Noch eine Frage, welche mich letzte Woche beim Füttern der Katze (Sam&Sonia waren im Urlaub) bewegt hat. Warum gibt es Trockenfutter in der Form von Fischen, Seeigeln und Booten; die Katzen hier müssen echt was drauf haben!



5 Kommentare:

Lichti hat gesagt…

Ey, noch son Beitrag und ich wander aus... Singapur ist Vergleich damit sowas von oede...!

Erwaehnte ich schon mla irgendwann, dass ich stinken neidisch bin? ;)

Unknown hat gesagt…

Mensch... da sieht man mal wieder, wieviel ich von Amerika noch gar net mitbekommen hab.
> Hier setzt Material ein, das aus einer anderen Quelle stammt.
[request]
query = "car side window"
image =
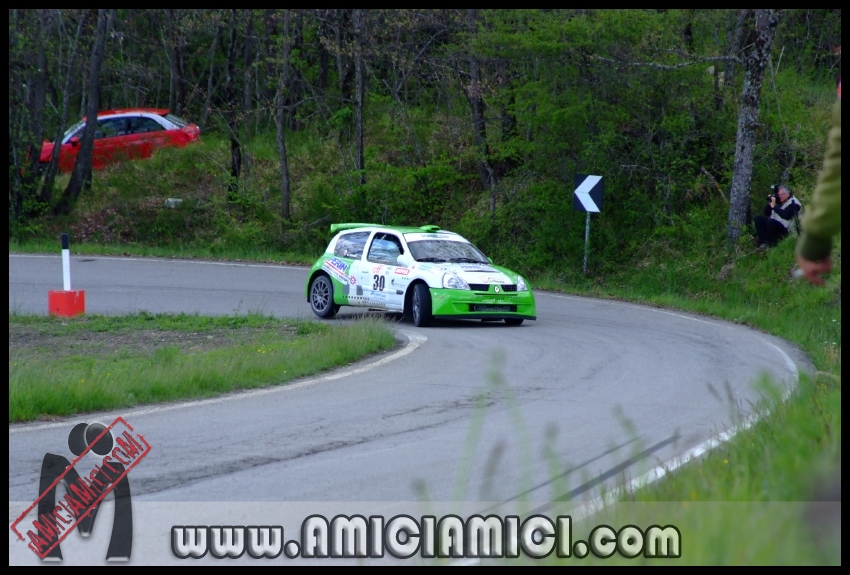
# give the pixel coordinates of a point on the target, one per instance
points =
(385, 249)
(142, 125)
(351, 245)
(111, 128)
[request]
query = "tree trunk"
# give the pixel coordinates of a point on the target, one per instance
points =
(754, 64)
(81, 175)
(231, 107)
(359, 93)
(208, 99)
(52, 167)
(324, 55)
(35, 112)
(280, 117)
(475, 97)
Damit mein ich nicht mal die "Bäumchen" sondern eindeutig das Katzenfutter, hatte einfach noch keine Katze ;-)

Anonym hat gesagt…

Ich bin auch neidisch und zudem siehst du Elche...muss denn alles und einfach alles nach Amerika auswandern?!?!:-)
Die Bäume sehen total lieb aus, wie ihr Männer natürlich. Aber eine Frage, dass mit der Fortpflanzung interessiert mich...also bitte entweder nen Link schicken (ich bin soooooooo faul) oder eine Erklärung!
Liebe Grüße
Julia

Markus hat gesagt…

Kleine Biostunde für Julia:
Also die Bäume können sich auf zwei Arten fortplanzen:

1. Ganz normal mit so ner Art Tannenzapfen, jedoch öffnen die sich nur wenn es richtig heiß wird weil unter gerade ein Feuer brennt

2. Indem sie einfach aus ihrern Wurzeln, Rinder oder Rindenstücken am Boden neue Bäume bilden, dies ist jedoch auch nur möglich wenn es davor gebrannt hat, da dann genug Licht hinkommt und die kleinen Mammutbäumchen nicht gegen andere Planzen kämpfen müssen

Ansonsten richte ich dem nächsten Elch aus, dass er sich wieder nach Finnland verpissen soll :-)

Martin hat gesagt…

Hammer! Zum Glück bin ich noch nen weilchen hier!